A couple years ago, OOPSLA was in Amsterdam, and I was closing out a talk about Ringer, the web record and replay tool we’d built. I wanted to show off the higher-level tools we can build on top of Ringer, and I’d started work on Helena, which uses Ringer as a building block, so I planned to demo Helena. I decided to kill two birds with one stone - I’d use Helena to scrape data that would tell me what to do on a visit to Amsterdam.
I live in Seattle, so in particular I was looking for things I could do in Amsterdam that aren’t accessible in Seattle. And I really like food, so if I’m being honest, I was mostly interested in what I could eat in Amsterdam that I can’t eat in Seattle. So, step 1: collect reviews for all the restaurants in Seattle and Amsterdam. I fired up Helena and collected the reviews. See the GIF below for a look at that process:
I wanted to look for things that appear more often in the Amsterdam data than in the Seattle data. Looking at the prevalence of each word would be ok, but I figured that might obscure some interesting patterns, since some dishes would be multi-word strings. (For example, “rice table” turned out to be an interesting Dutch meal, and the string “rice table” appeared much more often in Amsterdam than Seattle, but “rice” and “table” were both about evenly represented in the two cities.) I didn’t want to just try every n-gram up to a given size since that sounded pretty slow. So I figured I’d use the fact that Yelp already makes an effort to highlight notable features about the restaurants on its platform. For instance, here are Yelp’s featured reviews for one of the Amsterdam restaurants:
Obviously this is a bit of a mixed bag. The featured reviews highlight two items - “rice table” and “coconut ice cream” - that definitely look like the kind of thing we want. But the third highlighted item, “different dishes,” seems a little vague. Still, this seemed good enough for my very casual purposes. So, step 2: collect the featured items from the featured reviews for all Seattle and Amsterdam restaurants. Here’s a GIF showing how I used Helena to collect these key phrases:
So now we have four datasets: reviews of Seattle restaurants, reviews of Amsterdam restaurants, key phrases from Seattle restaurants, and key phrases from Amsterdam phrases. I pooled the key phrases from the two cities to make one master list of interesting phrases. Next, I calculated how many reviews from each city used each interesting phrase. That gives us the data below, showing the percentage of reviews by city that mention each phrase. This chart includes all the phrases for which 0.5% or more of reviews mentioned the phrase, in at least one of the cities.

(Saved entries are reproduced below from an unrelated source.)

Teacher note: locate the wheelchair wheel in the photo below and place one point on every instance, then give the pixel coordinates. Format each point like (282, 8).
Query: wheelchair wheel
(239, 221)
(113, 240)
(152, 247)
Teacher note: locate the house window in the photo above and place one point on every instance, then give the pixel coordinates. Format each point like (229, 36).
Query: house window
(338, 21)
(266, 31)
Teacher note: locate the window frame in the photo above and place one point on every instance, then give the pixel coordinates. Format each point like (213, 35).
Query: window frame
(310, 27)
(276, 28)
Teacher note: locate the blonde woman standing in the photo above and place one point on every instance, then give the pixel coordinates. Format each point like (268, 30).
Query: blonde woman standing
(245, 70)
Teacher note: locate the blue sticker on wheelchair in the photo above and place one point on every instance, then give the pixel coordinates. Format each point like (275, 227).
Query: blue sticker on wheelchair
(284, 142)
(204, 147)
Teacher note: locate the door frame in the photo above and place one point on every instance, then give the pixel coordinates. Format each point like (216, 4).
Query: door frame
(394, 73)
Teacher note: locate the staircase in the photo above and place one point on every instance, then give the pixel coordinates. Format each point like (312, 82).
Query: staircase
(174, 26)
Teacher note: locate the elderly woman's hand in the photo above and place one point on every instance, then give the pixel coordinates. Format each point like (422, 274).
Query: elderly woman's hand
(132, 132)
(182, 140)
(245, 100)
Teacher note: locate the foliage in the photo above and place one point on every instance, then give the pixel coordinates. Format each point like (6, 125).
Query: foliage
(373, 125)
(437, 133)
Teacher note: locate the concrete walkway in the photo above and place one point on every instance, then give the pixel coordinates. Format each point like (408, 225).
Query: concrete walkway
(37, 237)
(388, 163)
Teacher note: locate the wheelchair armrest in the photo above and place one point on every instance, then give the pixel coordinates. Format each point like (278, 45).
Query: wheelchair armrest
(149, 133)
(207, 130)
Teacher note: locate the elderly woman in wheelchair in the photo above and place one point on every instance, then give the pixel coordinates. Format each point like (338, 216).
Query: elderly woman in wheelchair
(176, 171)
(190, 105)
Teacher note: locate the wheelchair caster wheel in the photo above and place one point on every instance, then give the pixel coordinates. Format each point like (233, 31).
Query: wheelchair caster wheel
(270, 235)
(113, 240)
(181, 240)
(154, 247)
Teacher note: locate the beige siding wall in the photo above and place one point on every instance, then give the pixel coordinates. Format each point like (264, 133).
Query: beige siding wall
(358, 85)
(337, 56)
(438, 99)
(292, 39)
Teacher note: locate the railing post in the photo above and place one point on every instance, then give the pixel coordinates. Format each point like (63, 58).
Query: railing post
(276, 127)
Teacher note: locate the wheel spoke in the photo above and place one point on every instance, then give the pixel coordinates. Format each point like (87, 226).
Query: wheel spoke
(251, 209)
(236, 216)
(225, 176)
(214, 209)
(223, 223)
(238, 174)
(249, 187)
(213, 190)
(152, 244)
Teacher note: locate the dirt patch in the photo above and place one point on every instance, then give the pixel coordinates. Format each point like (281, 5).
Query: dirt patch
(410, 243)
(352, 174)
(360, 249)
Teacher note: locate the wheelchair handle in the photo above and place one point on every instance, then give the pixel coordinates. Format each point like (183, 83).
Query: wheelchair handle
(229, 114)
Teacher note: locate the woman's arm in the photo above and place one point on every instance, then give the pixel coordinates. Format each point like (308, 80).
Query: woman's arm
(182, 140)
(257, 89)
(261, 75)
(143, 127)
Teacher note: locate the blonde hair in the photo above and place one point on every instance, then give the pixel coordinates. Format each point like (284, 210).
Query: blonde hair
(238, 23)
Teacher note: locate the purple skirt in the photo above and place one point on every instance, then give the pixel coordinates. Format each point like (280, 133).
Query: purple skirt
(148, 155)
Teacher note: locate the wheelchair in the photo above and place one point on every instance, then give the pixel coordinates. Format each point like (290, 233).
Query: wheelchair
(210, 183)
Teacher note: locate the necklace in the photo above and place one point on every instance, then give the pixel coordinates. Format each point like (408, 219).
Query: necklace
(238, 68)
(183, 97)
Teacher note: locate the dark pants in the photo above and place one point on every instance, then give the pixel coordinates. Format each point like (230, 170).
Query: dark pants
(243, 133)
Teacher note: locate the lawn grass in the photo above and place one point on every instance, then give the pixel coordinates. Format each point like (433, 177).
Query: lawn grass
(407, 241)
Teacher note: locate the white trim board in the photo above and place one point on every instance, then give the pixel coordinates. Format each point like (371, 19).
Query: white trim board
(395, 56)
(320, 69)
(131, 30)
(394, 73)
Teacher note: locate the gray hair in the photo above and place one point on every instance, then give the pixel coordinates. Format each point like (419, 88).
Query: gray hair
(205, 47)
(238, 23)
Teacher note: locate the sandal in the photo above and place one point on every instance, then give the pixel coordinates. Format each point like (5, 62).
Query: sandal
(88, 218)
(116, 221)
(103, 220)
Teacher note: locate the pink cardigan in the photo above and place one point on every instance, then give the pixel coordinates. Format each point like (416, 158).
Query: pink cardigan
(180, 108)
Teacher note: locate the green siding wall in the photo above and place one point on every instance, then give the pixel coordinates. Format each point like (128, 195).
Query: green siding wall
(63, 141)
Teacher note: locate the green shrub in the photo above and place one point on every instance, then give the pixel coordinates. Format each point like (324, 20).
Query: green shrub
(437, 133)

Ok, so that one’s a little overwhelming. I didn’t get a lot out of that one. I mean, feel free to mouse over it and look at the prevalence of each phrase in each city. Apparently Seattle loves the word “crisp?” But basically, this was too much data. Let’s filter it a little more.

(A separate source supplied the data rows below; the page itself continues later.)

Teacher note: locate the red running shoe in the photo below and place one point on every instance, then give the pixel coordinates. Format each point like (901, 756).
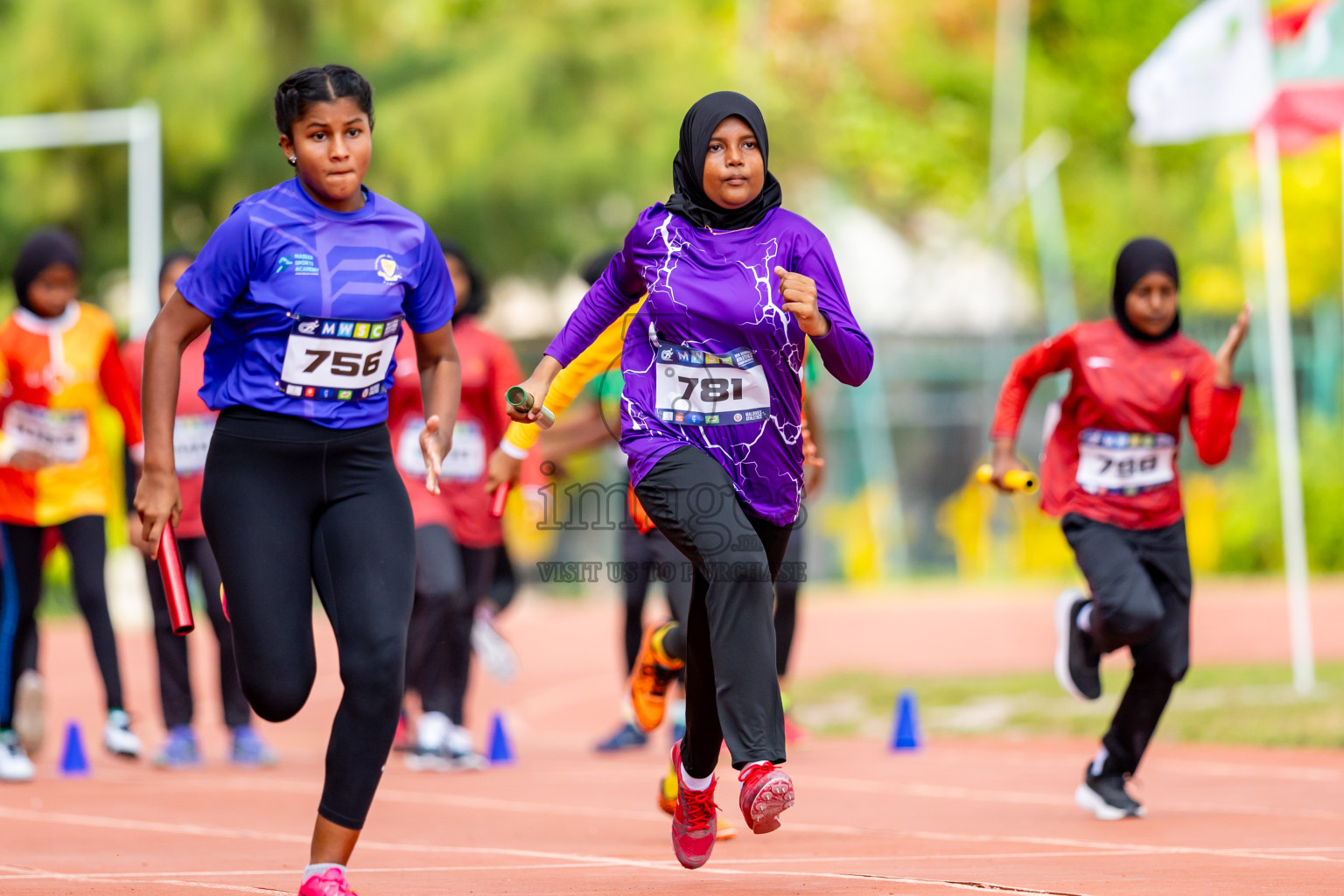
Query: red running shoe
(332, 883)
(695, 821)
(766, 792)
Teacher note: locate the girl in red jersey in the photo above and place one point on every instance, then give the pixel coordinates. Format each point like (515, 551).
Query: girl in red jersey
(58, 367)
(1109, 469)
(458, 542)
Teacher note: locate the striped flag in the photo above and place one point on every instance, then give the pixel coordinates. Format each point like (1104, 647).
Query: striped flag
(1309, 74)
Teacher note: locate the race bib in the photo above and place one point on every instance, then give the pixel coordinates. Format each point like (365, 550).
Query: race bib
(1125, 462)
(60, 436)
(335, 360)
(466, 459)
(704, 388)
(191, 442)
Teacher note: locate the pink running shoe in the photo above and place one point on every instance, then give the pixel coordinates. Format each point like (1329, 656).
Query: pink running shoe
(695, 820)
(332, 883)
(766, 792)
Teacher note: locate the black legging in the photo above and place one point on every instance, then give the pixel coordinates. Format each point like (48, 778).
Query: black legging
(88, 544)
(1140, 584)
(438, 654)
(787, 602)
(732, 690)
(173, 675)
(290, 504)
(649, 556)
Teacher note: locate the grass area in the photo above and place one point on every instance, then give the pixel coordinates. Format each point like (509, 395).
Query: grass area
(1223, 704)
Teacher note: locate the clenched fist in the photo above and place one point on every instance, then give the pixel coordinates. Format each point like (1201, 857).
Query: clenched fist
(800, 298)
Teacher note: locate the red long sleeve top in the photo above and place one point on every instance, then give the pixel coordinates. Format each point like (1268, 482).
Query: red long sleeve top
(1112, 457)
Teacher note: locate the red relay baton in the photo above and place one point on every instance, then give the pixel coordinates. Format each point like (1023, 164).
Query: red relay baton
(499, 500)
(175, 584)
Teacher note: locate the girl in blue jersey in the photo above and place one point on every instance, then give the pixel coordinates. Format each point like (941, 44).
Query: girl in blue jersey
(306, 288)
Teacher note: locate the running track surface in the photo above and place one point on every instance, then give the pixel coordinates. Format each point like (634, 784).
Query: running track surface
(960, 816)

This is getting a little more reasonable. We can see individual phrases, and we can see that some things appear much more in one city or the other. Looks like “AMS” is pretty much just showing up in Amsterdam, not so much in Seattle; that’s the Amsterdam airport code, so that makes sense. But we’re getting a lot of phrases that actually have about the same incidence in both cities, and that’s not what I was seeking, so let’s try again.

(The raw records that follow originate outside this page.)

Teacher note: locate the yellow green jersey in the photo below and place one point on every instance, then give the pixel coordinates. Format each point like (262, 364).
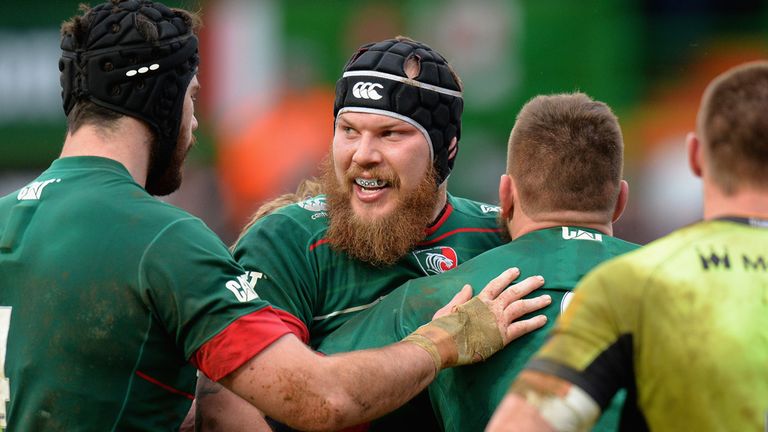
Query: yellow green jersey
(682, 324)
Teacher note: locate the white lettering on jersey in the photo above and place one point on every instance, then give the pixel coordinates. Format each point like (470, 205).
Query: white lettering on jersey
(485, 208)
(242, 288)
(581, 235)
(34, 190)
(567, 297)
(315, 204)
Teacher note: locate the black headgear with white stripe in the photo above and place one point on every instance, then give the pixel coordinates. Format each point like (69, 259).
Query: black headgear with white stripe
(117, 68)
(374, 81)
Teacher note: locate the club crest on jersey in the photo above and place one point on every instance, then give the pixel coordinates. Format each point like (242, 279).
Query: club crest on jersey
(579, 234)
(436, 260)
(313, 204)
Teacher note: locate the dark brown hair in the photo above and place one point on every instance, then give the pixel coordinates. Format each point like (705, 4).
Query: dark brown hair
(733, 127)
(566, 153)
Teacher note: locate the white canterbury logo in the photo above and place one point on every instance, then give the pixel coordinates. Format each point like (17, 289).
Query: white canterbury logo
(34, 190)
(144, 69)
(367, 90)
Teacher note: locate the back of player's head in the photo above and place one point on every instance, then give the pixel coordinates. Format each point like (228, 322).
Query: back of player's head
(733, 127)
(129, 57)
(566, 153)
(407, 80)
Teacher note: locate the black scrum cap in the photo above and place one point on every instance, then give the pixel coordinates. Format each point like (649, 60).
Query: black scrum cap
(374, 81)
(117, 68)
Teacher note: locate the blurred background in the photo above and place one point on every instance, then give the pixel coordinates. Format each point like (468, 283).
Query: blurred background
(269, 67)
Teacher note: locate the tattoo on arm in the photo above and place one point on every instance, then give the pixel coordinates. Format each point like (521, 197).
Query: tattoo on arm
(206, 387)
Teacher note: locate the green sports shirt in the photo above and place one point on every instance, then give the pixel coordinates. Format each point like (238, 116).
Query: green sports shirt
(317, 289)
(464, 398)
(682, 324)
(107, 296)
(321, 288)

Here we go. Now we’re charting the difference in incidence across the two cities. Above the line, the phrase appears more in Amsterdam reviews. Below the line, the phrase appears more in Seattle reviews. We’re seeing some good stuff here. Looks like Seattle likes “jus” - always thought that was weirdly prevalent here. “Ave” gets more play in Seattle. (Hello, The Ave! Hello, UW friends!) But it’s clearly time to zoom in on what we’re really seeking here: things that are much more prevalent in Amsterdam than in Seattle.
Here, at last, the key recommendations! Looks like we want to seek out: Euros (ok, we’ll need that to buy the food, fine); Dutch food (I mean sure, but that’s very vague, let’s get some deets); bitterballen (Dutch meatballs! yes!); canals (ok, not food, but I’m on board); Red Light District (…); Amstel (the canal? the beer?); Central Station (yeah, trains can get me to food!); rice table (a huge variety of Indonesian dishes in one meal! yes please!); rijsttafel (the Dutch word for rice table); Vondelpark (a very nice park, and I’m interested, but sadly not food); Leidseplein (hm, again a place, not food); poffertjes (traditional Dutch mini pancakes - sign me up!); Dam Square (not food, but yeah, you should probably go); Rembrandtplein (another good place to go; I guess you can eat on your way there or back?). Overall, definitely a bunch of stuff that is available in Amsterdam and not in Seattle! Success! Although I conclude that Yelp is not using its featured items to highlight only specialty dishes. Still, I’m not going to complain about being steered to the Rembrandtplein or the Vondelpark! So there you have it - a couple quick demonstrations, a few scraper runs, and you too can discover the local specialties at your next destination!